There are many Transgendered individuals who situate themselves beyond gender binaries, and/or beyond standardized sexual orientations. It would be easy to say that Genderqueer and Genderfluid people should write their own erotic fiction; that only they can fully accommodate their own erotic sensitivities. For cis-gendered writers there are dark warnings of appropriation, fetishization, objectification and writing beyond one’s own experience. Of course Trans folk should write  erotic fiction, but to say that only Trans writers should write it suggests a kind of literary segregation that I find deeply worrying. I think it also reinforces a laziness of imagination, a reluctance to engage in the necessary deep research, and a refusal of empathy. It is part of the miracle of fiction that writers and readers can traverse foreign landscapes and do so with respect and affection and – most importantly – be changed and enriched as a human being by that experience.

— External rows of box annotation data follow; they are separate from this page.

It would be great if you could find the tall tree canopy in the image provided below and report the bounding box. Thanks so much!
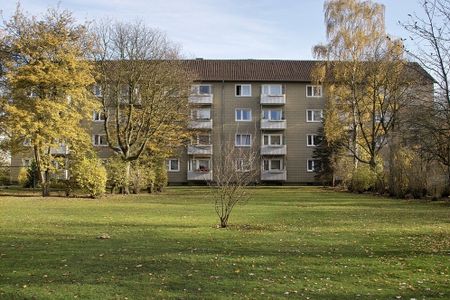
[0,7,95,196]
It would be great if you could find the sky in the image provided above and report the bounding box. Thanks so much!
[0,0,428,60]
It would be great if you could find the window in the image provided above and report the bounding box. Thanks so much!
[235,134,252,147]
[306,159,320,172]
[92,111,105,122]
[92,84,102,97]
[167,158,180,172]
[263,159,283,171]
[22,158,31,168]
[263,134,283,146]
[262,84,283,96]
[235,108,252,121]
[306,109,323,122]
[236,158,251,172]
[236,84,252,97]
[262,109,283,121]
[191,134,211,145]
[191,108,211,120]
[92,134,108,146]
[188,159,211,172]
[306,134,322,147]
[306,85,322,98]
[191,84,211,95]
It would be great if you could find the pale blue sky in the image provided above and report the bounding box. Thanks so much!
[0,0,428,59]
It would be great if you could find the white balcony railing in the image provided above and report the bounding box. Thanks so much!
[188,120,212,129]
[261,119,286,130]
[261,170,287,181]
[261,94,286,105]
[188,171,212,181]
[188,94,213,104]
[188,145,212,155]
[261,145,287,155]
[50,145,69,155]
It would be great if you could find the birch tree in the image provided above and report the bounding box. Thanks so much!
[94,22,191,193]
[0,7,95,196]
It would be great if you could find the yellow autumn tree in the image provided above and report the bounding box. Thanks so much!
[0,6,95,196]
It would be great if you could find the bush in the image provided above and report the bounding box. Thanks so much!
[349,165,378,193]
[70,157,107,198]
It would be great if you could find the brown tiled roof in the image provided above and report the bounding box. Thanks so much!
[184,59,317,82]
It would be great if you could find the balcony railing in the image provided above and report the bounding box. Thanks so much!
[261,94,286,105]
[261,119,286,130]
[188,171,212,181]
[261,170,287,181]
[188,120,212,129]
[261,145,286,155]
[188,94,213,104]
[188,145,212,155]
[50,145,69,155]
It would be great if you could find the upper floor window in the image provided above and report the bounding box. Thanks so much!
[92,134,108,146]
[167,158,180,172]
[235,108,252,121]
[235,134,252,147]
[92,111,105,122]
[191,84,211,95]
[306,109,323,122]
[306,159,320,172]
[263,134,283,146]
[306,134,322,147]
[191,108,211,120]
[262,109,283,121]
[306,85,322,98]
[262,84,283,96]
[235,84,252,97]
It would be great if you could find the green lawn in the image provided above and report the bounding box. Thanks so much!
[0,187,450,300]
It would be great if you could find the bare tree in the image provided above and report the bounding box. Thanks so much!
[401,0,450,182]
[209,135,259,228]
[94,22,191,193]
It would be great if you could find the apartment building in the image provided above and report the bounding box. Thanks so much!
[167,59,325,184]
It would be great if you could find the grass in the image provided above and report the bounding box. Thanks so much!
[0,187,450,299]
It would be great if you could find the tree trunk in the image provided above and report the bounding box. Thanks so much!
[123,161,131,195]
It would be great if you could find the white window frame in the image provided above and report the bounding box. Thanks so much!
[191,84,212,96]
[188,158,212,173]
[306,133,319,147]
[306,84,323,98]
[167,158,180,172]
[234,133,252,147]
[306,109,323,123]
[261,133,283,147]
[234,83,252,97]
[92,134,108,147]
[262,158,284,172]
[306,159,319,173]
[261,108,284,122]
[235,158,251,172]
[191,108,211,121]
[92,111,105,122]
[261,84,284,97]
[234,108,253,122]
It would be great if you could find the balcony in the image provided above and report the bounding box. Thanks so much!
[261,119,286,130]
[261,170,287,181]
[261,145,287,155]
[188,94,213,104]
[261,94,286,105]
[188,171,212,181]
[50,145,69,155]
[188,145,212,155]
[188,119,212,129]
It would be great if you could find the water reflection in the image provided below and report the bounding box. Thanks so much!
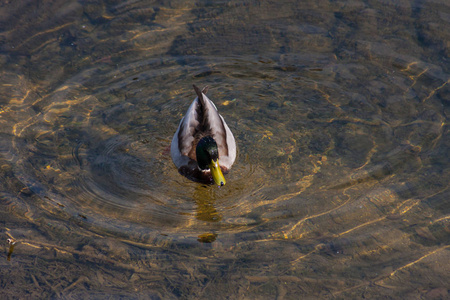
[0,1,450,299]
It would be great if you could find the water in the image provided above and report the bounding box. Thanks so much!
[0,1,450,299]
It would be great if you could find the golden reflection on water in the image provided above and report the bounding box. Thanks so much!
[0,1,450,299]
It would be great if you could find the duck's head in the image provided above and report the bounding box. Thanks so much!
[196,136,226,186]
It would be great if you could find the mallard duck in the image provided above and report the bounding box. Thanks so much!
[170,85,236,186]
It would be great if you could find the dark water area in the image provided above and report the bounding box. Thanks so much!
[0,0,450,299]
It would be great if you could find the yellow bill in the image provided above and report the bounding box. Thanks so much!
[209,160,226,186]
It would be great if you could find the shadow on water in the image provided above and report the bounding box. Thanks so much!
[0,1,450,299]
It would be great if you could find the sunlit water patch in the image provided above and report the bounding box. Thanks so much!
[0,1,450,299]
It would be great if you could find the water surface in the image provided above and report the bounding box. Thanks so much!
[0,1,450,299]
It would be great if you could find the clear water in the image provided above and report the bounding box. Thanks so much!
[0,0,450,299]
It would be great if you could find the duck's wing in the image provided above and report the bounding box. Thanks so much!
[194,85,228,157]
[171,85,236,169]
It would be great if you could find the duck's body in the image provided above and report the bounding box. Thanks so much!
[170,85,236,185]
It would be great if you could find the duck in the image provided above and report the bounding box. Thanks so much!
[170,85,236,187]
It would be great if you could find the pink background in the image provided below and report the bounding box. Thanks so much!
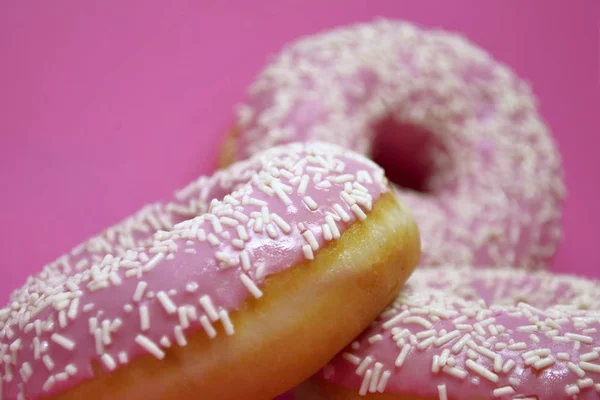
[0,0,600,340]
[0,0,600,398]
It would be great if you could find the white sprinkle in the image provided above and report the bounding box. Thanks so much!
[303,196,318,211]
[565,333,594,344]
[529,333,540,344]
[465,360,498,383]
[94,328,104,356]
[102,353,117,371]
[67,297,79,319]
[272,181,292,206]
[200,315,217,339]
[394,344,412,367]
[177,306,190,329]
[200,294,219,322]
[42,354,54,371]
[502,360,517,374]
[156,290,177,314]
[325,215,340,239]
[133,281,148,302]
[102,319,111,346]
[431,354,441,374]
[206,233,221,246]
[340,192,356,206]
[240,250,251,271]
[138,304,150,332]
[377,371,392,393]
[135,335,165,360]
[350,204,367,221]
[358,370,373,396]
[552,336,570,343]
[368,334,383,344]
[215,251,236,268]
[174,325,187,347]
[219,310,235,336]
[42,375,56,392]
[438,384,448,400]
[160,336,172,349]
[240,273,263,299]
[50,333,75,350]
[369,363,383,393]
[219,217,239,226]
[302,244,315,260]
[435,330,460,347]
[321,224,333,241]
[402,316,433,329]
[19,361,33,383]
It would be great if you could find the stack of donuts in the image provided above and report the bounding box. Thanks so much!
[0,20,600,400]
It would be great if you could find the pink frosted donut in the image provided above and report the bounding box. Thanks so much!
[224,20,564,268]
[0,143,419,400]
[297,267,600,400]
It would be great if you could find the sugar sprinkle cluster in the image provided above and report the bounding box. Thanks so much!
[322,266,600,399]
[236,20,564,269]
[0,143,389,399]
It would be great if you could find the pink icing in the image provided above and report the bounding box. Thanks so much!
[236,20,564,268]
[0,143,389,400]
[319,266,600,399]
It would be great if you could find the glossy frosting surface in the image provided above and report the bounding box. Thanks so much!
[235,20,564,268]
[326,266,600,399]
[0,143,389,400]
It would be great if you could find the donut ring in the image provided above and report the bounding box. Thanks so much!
[223,20,564,269]
[0,144,419,400]
[296,267,600,400]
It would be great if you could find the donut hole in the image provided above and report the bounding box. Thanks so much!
[372,117,447,194]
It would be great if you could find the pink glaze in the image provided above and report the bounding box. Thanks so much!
[0,143,389,400]
[319,266,600,399]
[235,20,564,268]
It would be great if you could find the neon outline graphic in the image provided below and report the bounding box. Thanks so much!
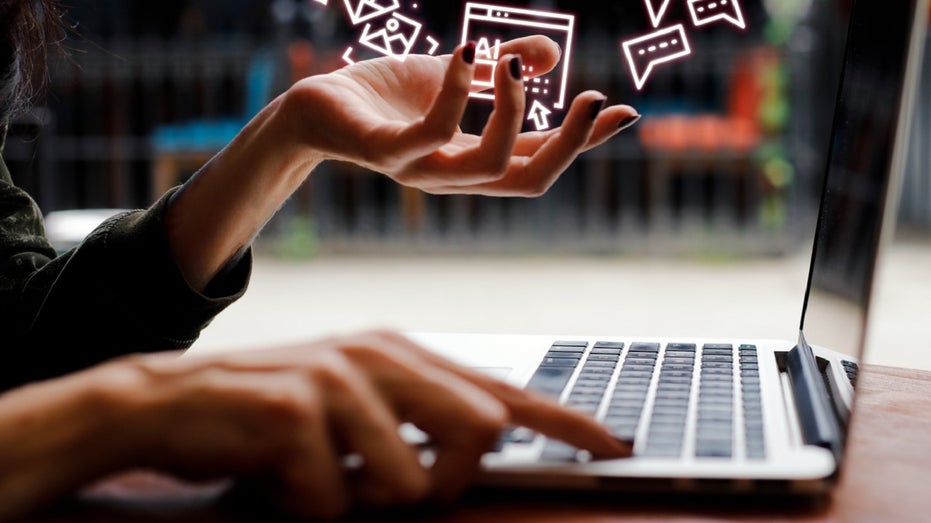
[621,24,692,91]
[461,2,575,112]
[343,0,401,25]
[688,0,747,29]
[644,0,672,27]
[359,13,423,62]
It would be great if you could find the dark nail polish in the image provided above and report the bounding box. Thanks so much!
[509,56,524,80]
[617,114,642,131]
[588,98,605,120]
[462,42,475,64]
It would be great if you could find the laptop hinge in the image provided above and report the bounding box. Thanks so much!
[786,332,843,456]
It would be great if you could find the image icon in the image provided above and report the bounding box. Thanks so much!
[343,0,401,25]
[359,13,423,62]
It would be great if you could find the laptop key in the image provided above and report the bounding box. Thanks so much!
[527,367,575,397]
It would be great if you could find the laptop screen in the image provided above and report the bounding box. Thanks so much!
[801,0,927,364]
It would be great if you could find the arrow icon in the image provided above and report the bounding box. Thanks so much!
[527,100,552,131]
[644,0,670,27]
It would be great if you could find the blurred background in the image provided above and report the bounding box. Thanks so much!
[5,0,931,368]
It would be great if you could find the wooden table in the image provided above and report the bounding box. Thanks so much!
[30,366,931,523]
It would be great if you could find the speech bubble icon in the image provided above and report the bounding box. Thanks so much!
[644,0,672,27]
[621,24,692,91]
[689,0,747,29]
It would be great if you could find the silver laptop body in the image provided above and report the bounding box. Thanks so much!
[409,0,928,493]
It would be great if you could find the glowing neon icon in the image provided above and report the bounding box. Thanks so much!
[359,13,423,62]
[621,24,688,91]
[688,0,747,29]
[461,2,575,130]
[527,100,553,131]
[343,0,401,25]
[644,0,672,27]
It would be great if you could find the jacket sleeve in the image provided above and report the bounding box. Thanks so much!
[0,161,252,391]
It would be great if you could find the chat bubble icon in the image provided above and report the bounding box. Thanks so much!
[621,24,692,91]
[689,0,747,29]
[646,0,672,27]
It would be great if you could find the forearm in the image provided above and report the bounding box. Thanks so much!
[0,373,139,521]
[165,94,322,290]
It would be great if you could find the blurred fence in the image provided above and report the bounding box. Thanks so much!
[6,3,931,254]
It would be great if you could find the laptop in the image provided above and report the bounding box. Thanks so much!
[408,0,928,494]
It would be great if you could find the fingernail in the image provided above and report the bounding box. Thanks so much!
[588,98,605,120]
[617,114,643,131]
[509,56,524,80]
[462,42,475,65]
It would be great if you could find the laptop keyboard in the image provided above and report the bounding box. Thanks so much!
[505,341,766,461]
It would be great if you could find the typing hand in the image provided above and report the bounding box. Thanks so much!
[102,332,630,517]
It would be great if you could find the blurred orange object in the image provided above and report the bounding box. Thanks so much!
[638,48,779,153]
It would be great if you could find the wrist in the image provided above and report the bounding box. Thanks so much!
[0,365,152,520]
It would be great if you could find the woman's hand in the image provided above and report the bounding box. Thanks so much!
[0,332,630,519]
[165,36,639,290]
[284,36,637,196]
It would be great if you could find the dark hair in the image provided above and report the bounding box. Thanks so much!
[0,0,64,125]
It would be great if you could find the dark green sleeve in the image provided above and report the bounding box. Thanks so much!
[0,154,252,391]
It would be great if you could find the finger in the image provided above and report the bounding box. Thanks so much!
[346,334,508,501]
[324,354,430,504]
[382,365,509,502]
[376,333,632,457]
[506,105,640,156]
[499,35,562,78]
[437,91,605,196]
[271,377,349,518]
[397,42,475,162]
[436,55,526,186]
[582,105,640,151]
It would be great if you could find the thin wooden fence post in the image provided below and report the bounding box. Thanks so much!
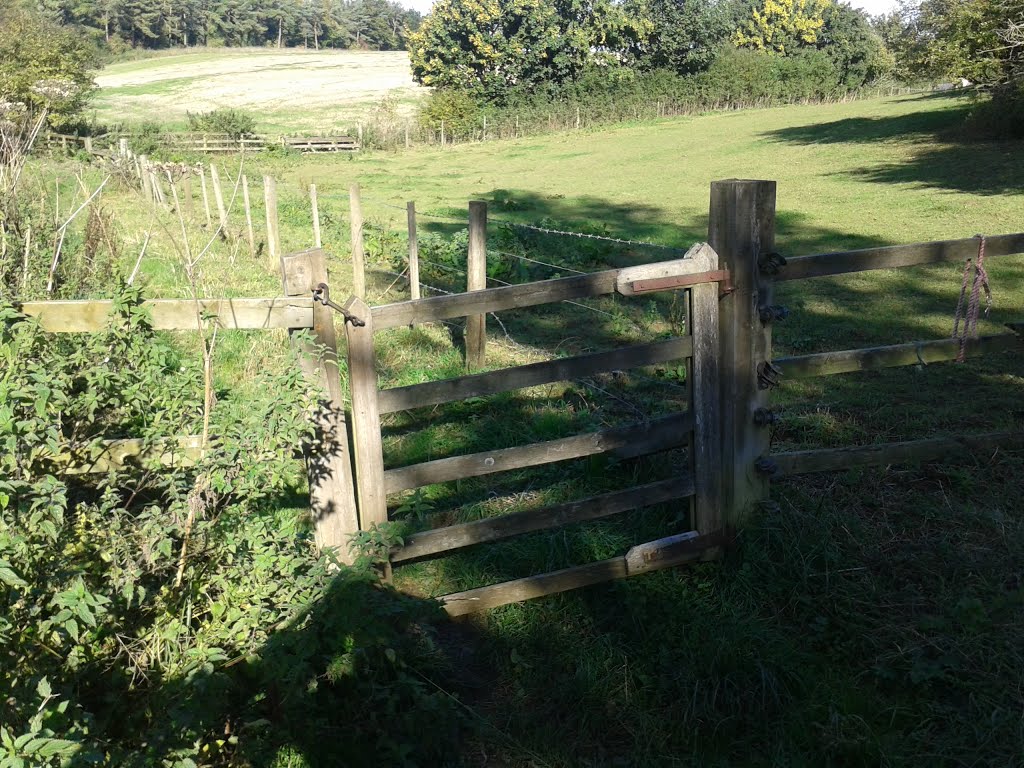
[406,201,420,299]
[309,184,324,248]
[281,250,359,563]
[348,184,367,299]
[466,200,487,371]
[199,166,213,228]
[345,296,387,530]
[705,179,775,527]
[687,245,723,534]
[263,176,281,270]
[178,171,196,219]
[242,174,256,258]
[210,163,227,234]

Although I am cis-gendered, predominantly heterosexual, female, I’ve always struggled with the limitations of those classifications as a writer. I often write male narrators and have written a number works that focused on gay and lesbian sexual desire. While mindful of predominant cultural norms, I’ve always been far more interested in exploring characters as radical individualities. Differences, paradoxes, schisms and discontinuities between my characters and their environments, their past and future selves, provide more fertile fields for me, as well as ready-made narrative conflicts. Although some of my earlier fiction was strongly liberationist in tone – narrative journeys to more settled and happy states of existence – I have lately become more intrigued by how characters experience and negotiate their desires within their present realities.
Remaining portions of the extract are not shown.